Option 2: Unreal Engine
Use llama.cpp directly (C++) or via a local server to run a GGUF model inside an Unreal Engine project.
Requirements:
- Create a new Unreal Engine project
- Build the llama.cpp libraries and create a plugin that calls them (as demonstrated in the sample code: src/05/code/unreal)
- Display the model’s output in the scene (e.g., on a UI widget or in-game text)
- Demonstrate the model responding to at least one user input or game event
Deliverable: A GitHub repository containing your Unreal project with a README that includes a screenshot showing the model running in the scene.
Option 3: Web Browser
Use Wllama (CPU/WASM) or WebLLM (WebGPU) or Transformers.js to run a model directly in the browser.
Requirements:
- Create a web page that loads and runs a model client-side (no server-side inference)

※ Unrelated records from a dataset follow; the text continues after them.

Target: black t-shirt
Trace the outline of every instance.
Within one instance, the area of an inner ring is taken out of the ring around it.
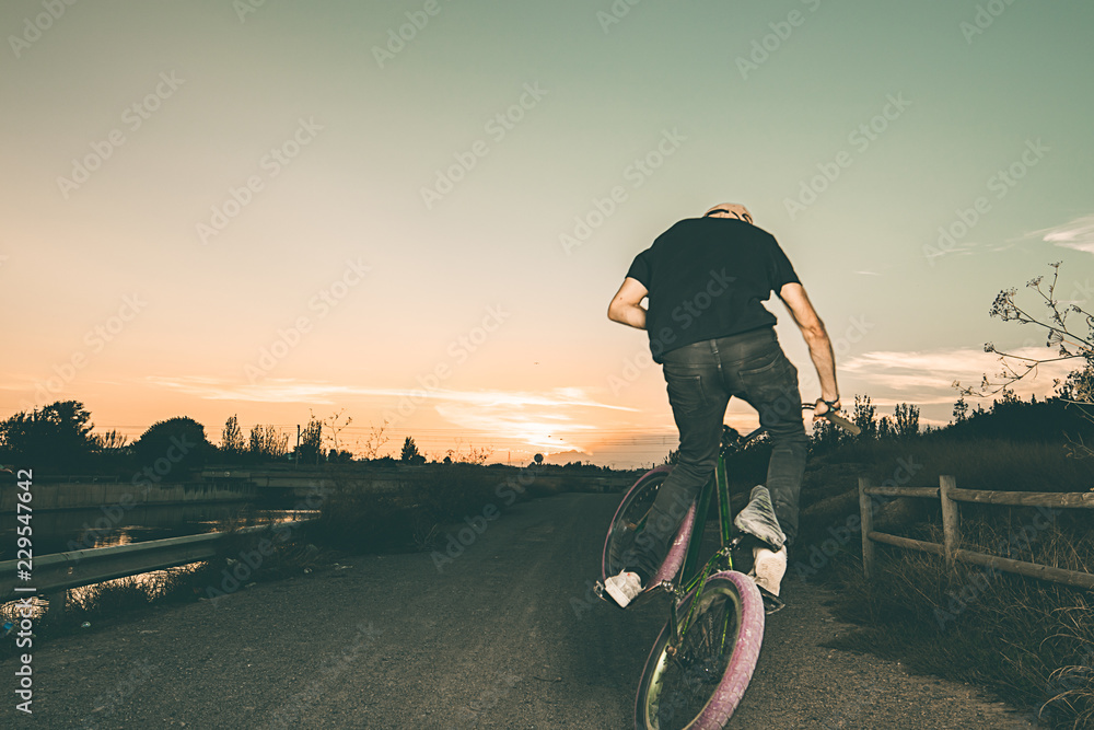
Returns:
[[[650,294],[653,359],[685,345],[771,327],[760,303],[799,282],[775,236],[735,218],[689,218],[635,257],[627,276]]]

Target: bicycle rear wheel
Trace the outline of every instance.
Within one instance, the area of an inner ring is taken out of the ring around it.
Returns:
[[[647,472],[627,490],[615,517],[612,518],[608,535],[604,541],[604,553],[601,559],[602,580],[618,575],[625,568],[635,567],[635,558],[638,551],[641,549],[636,544],[636,540],[645,528],[645,519],[650,513],[650,508],[653,507],[657,491],[672,470],[672,466],[659,466]],[[671,580],[679,571],[680,566],[684,565],[688,538],[691,536],[694,526],[695,505],[691,505],[668,546],[668,554],[662,560],[656,575],[649,581],[647,590],[656,587],[663,580]]]
[[[695,593],[682,602],[687,615]],[[764,639],[764,601],[750,578],[714,573],[675,654],[666,624],[645,661],[635,706],[639,730],[720,730],[752,680]]]

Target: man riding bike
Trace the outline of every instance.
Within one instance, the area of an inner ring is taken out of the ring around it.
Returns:
[[[772,291],[801,329],[816,368],[821,397],[814,419],[838,410],[835,357],[824,323],[775,236],[754,225],[744,206],[714,206],[662,233],[635,258],[608,305],[608,318],[649,333],[680,441],[676,467],[639,536],[635,565],[605,581],[624,607],[655,575],[688,506],[710,478],[734,396],[756,408],[771,438],[766,490],[753,490],[748,514],[736,522],[760,538],[753,549],[757,586],[779,595],[787,545],[798,534],[808,438],[798,370],[779,346],[775,315],[761,304]],[[649,310],[642,306],[647,297]]]

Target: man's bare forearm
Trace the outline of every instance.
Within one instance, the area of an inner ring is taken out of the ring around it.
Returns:
[[[636,329],[645,329],[645,310],[638,304],[613,303],[608,309],[608,318],[619,324],[626,324]]]
[[[839,386],[836,384],[836,356],[831,349],[828,333],[821,325],[819,331],[803,331],[805,344],[810,348],[810,358],[821,379],[821,397],[825,401],[839,398]]]

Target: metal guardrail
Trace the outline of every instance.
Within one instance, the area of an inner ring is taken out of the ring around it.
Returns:
[[[910,537],[900,537],[873,528],[873,503],[871,496],[884,497],[938,497],[942,500],[942,544]],[[1011,505],[1015,507],[1048,507],[1064,509],[1094,509],[1094,493],[1040,493],[1040,491],[989,491],[986,489],[958,489],[953,476],[939,477],[938,487],[875,487],[870,479],[859,477],[859,519],[862,525],[862,572],[869,580],[875,573],[874,543],[885,543],[940,555],[947,563],[954,560],[971,563],[997,570],[1005,570],[1027,578],[1039,578],[1056,583],[1094,590],[1094,575],[1079,570],[1052,568],[1037,563],[1012,560],[998,555],[986,555],[957,547],[961,542],[961,520],[957,502],[980,505]]]
[[[294,520],[275,526],[294,529],[310,521]],[[258,525],[235,532],[209,532],[42,555],[34,558],[30,581],[19,578],[19,564],[23,563],[25,567],[25,561],[3,560],[0,561],[0,603],[34,594],[56,594],[70,588],[208,560],[217,555],[221,542],[229,536],[268,529],[268,525]]]

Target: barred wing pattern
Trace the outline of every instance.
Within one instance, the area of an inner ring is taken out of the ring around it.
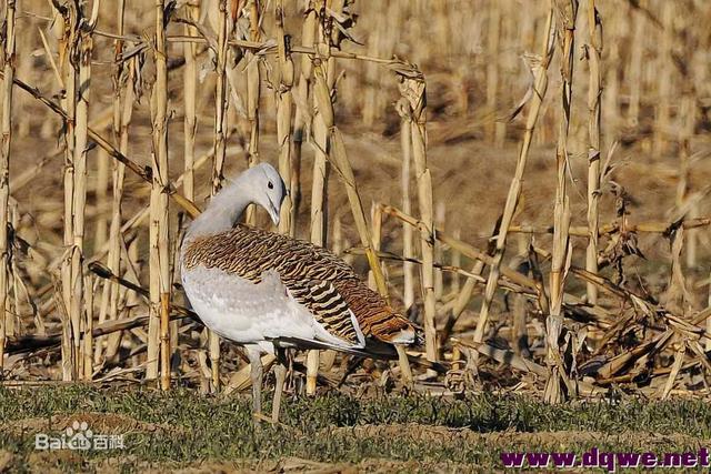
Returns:
[[[217,268],[261,282],[261,275],[276,270],[294,300],[306,306],[331,334],[349,344],[362,343],[360,331],[384,342],[404,342],[403,333],[414,334],[410,321],[398,314],[375,292],[365,286],[346,262],[309,242],[238,224],[234,229],[189,242],[183,265]]]

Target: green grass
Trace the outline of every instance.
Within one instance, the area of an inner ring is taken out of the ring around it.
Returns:
[[[583,452],[597,446],[667,452],[697,450],[701,440],[711,438],[711,406],[703,401],[630,400],[550,406],[513,395],[472,395],[452,401],[414,395],[359,400],[328,394],[287,400],[283,426],[254,428],[250,400],[243,396],[223,400],[182,389],[163,394],[148,389],[71,385],[0,389],[0,448],[13,453],[13,470],[37,470],[33,442],[39,428],[22,431],[18,428],[20,421],[48,420],[42,426],[49,426],[52,415],[81,413],[119,414],[159,427],[133,426],[123,433],[118,425],[118,432],[124,434],[123,451],[73,453],[56,456],[56,461],[47,454],[42,462],[49,457],[50,464],[63,471],[96,471],[113,457],[111,462],[121,471],[134,471],[148,464],[187,466],[209,461],[256,465],[294,456],[339,463],[411,461],[427,471],[431,465],[497,467],[502,450]],[[357,428],[363,425],[392,425],[394,431]],[[599,435],[547,436],[547,432],[560,431]]]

- Display a loading/progress indicator while the model downloads
- Build a simple chat or prompt interface where the user can type input and see the model’s response
- Stream the model’s output token-by-token (not all at once)
- Test in at least two browsers and note any differences in performance or compatibility
Deliverable: A GitHub repository containing your web project with a README that includes which library you chose (Wllama or WebLLM or Transformers.js) and a screenshot showing the app running in the browser.

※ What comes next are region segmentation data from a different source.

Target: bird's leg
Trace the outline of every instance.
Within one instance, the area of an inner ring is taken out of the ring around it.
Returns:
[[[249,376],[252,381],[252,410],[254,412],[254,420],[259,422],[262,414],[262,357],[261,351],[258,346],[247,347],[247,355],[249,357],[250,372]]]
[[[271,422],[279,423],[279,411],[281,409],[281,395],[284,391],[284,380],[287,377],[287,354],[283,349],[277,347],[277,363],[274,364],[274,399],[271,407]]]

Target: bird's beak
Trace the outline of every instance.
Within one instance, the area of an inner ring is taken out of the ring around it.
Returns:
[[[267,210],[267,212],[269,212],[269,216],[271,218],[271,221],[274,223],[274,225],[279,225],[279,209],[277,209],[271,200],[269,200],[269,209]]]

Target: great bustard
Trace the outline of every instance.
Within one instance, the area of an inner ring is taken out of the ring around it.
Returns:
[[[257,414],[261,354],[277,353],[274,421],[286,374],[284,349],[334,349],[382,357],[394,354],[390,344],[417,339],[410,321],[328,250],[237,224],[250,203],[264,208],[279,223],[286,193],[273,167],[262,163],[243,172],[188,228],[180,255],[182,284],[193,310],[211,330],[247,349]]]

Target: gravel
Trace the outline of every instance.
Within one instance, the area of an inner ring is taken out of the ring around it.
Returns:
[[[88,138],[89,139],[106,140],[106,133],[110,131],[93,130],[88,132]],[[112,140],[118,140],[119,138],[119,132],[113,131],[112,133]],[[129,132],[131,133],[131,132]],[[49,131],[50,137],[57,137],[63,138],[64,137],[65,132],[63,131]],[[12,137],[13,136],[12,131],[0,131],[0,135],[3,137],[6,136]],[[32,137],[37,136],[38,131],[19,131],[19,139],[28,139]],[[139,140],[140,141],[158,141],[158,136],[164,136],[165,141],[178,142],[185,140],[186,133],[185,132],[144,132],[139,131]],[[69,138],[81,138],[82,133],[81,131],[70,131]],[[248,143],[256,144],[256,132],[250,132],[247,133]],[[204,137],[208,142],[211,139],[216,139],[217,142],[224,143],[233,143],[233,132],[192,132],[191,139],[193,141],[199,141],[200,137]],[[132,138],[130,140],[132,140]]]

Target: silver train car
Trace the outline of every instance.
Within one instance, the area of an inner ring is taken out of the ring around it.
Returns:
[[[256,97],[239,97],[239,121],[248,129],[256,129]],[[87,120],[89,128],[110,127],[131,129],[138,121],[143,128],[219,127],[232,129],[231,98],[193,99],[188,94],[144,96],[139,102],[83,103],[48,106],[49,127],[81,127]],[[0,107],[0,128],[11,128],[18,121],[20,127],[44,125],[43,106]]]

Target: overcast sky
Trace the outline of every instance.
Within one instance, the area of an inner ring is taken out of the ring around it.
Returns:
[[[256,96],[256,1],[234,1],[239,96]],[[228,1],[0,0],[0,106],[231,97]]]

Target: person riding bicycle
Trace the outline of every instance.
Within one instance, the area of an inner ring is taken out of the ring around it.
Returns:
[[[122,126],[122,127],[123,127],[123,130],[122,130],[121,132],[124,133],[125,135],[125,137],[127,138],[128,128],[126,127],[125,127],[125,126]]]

Option 4: Python Binding (or another language)
Use the llama-cpp-python binding (or equivalent for other language) to load and interact with a GGUF model.
Requirements:
- Install llama-cpp-python and load a GGUF model
- Create a simple interactive chat loop or Gradio interface
- Use a system prompt that gives the model a specific persona or task (e.g., a coding tutor, a story narrator, a recipe assistant)

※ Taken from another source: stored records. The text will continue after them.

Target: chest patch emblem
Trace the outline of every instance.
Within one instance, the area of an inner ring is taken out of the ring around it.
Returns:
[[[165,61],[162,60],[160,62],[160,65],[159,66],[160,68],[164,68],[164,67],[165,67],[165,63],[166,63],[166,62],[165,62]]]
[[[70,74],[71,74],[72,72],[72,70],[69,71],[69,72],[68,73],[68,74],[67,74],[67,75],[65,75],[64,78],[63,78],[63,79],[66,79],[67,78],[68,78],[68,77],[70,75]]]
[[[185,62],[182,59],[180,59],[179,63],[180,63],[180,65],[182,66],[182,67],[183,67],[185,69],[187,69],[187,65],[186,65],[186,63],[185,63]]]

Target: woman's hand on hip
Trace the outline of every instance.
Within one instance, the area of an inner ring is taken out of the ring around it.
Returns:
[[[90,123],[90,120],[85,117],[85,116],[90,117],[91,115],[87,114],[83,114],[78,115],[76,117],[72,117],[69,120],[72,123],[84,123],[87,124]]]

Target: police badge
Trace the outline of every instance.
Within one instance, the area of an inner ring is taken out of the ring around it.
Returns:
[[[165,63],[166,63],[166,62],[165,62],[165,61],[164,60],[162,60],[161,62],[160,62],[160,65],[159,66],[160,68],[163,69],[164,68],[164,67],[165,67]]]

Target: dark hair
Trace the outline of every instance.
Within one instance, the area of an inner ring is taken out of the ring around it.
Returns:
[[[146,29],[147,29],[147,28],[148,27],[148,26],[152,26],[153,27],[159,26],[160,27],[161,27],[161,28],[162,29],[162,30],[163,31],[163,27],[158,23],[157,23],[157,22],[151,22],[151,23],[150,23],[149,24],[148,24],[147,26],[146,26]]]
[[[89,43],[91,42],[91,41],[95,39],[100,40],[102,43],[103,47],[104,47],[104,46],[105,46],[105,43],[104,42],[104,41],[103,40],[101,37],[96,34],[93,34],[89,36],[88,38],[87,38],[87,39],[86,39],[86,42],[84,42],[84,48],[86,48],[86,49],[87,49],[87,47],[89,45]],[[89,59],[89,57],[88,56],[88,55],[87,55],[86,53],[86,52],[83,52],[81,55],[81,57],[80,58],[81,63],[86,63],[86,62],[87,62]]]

- Demonstrate at least 3 multi-turn conversations that show the model maintaining context
Deliverable: A Colab/Jupyter notebook with your implementation, working output, and markdown cells with your observations.
Model Recommendations
Choosing the right model size is important. Models that are too large will not load or will run extremely slowly. I would recommend starting with Qwen 3 0.6B (quantized to Q4_K_M) and finding larger, more capable models once you have something working.
You can browse available GGUF models on Hugging Face.
Hints
- Option 1: The trickiest part is getting the native libraries loaded correctly. Look at the example project in src/code/05/unity and check the LLamaSharp documentation for platform-specific setup.
- Option 2: Again, the trickiest part is getting the native libraries built and the plugin compiled. Look at the example project in src/code/05/unity - and the README.md in that folder.
- Option 3: Wllama is easier to set up (no WebGPU required), but WebLLM offers better performance if your browser supports it. Transformer.js v4 is very new, but could be exciting to try against an existing ONNX model.
- Option 4: The
python-binding.ipynbnotebook from class is a great starting point. If you’re on Colab, make sure to select a T4 GPU runtime.